Wouldn’t the Hawks be above all a Playoffs team?
We do not really know on which foot to dance with these Hawks. Why ? Because last spring we discovered a rather crazy horde of soldiers, whose offensive talent was matched only by their defensive toughness, for whom each difficulty turned into an immense challenge. From Trae Young the artificer to John Collins the watchdog, from Clint Capela the beacon to snipers Bogdan Bogdanovic and Kevin Huerter, from the snail Gallinari to the young cracks De’Andre Hunter and Onyeka Okongwu, too rarely glimpsed since their draft, each member of Nate McMillan’s squad has been able to sublimate themselves in the Playoffs, and this year it is this pressure that seems to be missing from these Falcons who have become doves. Wouldn’t the tension that emanates from a playoff series act as a particle accelerator for the Georgian franchise? Wouldn’t the Pioupioux be better back to the wall? That’s what we want to tell ourselves, because the talent and the desire demonstrated last spring, the desire above all, cannot be a mirage. This team has shown that it can defend, it has real individual specialists in the matter and therefore has no right to miss out collectively. Plus the right. So we roll up our sleeves and do – at least – the minimum until April 12, and then… everything is possible?

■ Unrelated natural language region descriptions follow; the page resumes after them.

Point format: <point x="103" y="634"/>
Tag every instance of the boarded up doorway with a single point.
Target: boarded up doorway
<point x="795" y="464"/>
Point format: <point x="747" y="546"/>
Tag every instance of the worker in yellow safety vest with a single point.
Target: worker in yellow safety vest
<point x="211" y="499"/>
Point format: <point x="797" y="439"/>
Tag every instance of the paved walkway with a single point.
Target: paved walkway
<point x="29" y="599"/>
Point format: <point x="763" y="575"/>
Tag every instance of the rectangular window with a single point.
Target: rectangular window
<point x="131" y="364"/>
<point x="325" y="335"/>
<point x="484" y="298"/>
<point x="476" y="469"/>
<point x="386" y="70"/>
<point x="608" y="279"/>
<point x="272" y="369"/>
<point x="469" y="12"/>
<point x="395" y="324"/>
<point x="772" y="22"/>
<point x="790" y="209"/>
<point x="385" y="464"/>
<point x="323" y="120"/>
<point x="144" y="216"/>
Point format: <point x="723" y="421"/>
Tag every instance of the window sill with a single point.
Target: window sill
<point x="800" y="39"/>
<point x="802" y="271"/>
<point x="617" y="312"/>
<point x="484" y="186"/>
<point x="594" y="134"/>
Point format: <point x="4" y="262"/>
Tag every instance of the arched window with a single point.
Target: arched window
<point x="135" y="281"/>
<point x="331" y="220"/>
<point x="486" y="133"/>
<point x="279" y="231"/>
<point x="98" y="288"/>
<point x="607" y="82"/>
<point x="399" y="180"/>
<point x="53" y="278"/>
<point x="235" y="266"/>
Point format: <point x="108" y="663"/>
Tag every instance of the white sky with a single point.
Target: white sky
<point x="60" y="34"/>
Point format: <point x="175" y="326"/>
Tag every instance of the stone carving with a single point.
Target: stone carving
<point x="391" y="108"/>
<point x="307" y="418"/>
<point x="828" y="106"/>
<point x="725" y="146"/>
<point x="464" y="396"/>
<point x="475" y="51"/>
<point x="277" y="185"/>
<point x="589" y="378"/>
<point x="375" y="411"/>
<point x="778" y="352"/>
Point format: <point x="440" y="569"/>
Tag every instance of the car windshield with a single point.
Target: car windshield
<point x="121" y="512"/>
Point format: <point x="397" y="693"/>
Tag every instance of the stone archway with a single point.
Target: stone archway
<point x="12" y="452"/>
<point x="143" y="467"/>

But besides, are we sure that the Hawks will play the Playoffs?
Rolling up one’s sleeves yes, that’s the crux of the problem. Because while Trae Young and his Youngers probably really want to win every game they play, 1) it’s not enough to want and 2) the competition will be tough in the East. As of February 28? The Hawks are only five games behind in sixth place directly qualifying for the Playoffs but, above all, only two ahead of the eleventh Wizards. Washington, which honestly does not scare a fly, but the Hawks’ schedule, for its part, can spin cold sweats to Nate McMillan and his future in Georgia. Boston, Chicago and Milwaukee in the next ten days, three weeks between fig and grape but, be careful, a Wild Wild East square to finish the regular with the Cavs, the Heat, the Nets and the Raptors, during a last fortnight which could decide a lot of things on the right side of the United States. Currently tenth, the Hawks are masters of their own destiny but would be well advised to get as close as possible to sixth place, because despite the arguments set out in the previous paragraph, a cutthroat match is never welcome when we could have gone six quiet days watching this damn play-in at the hotel. So ? In what place in the end these Hawks?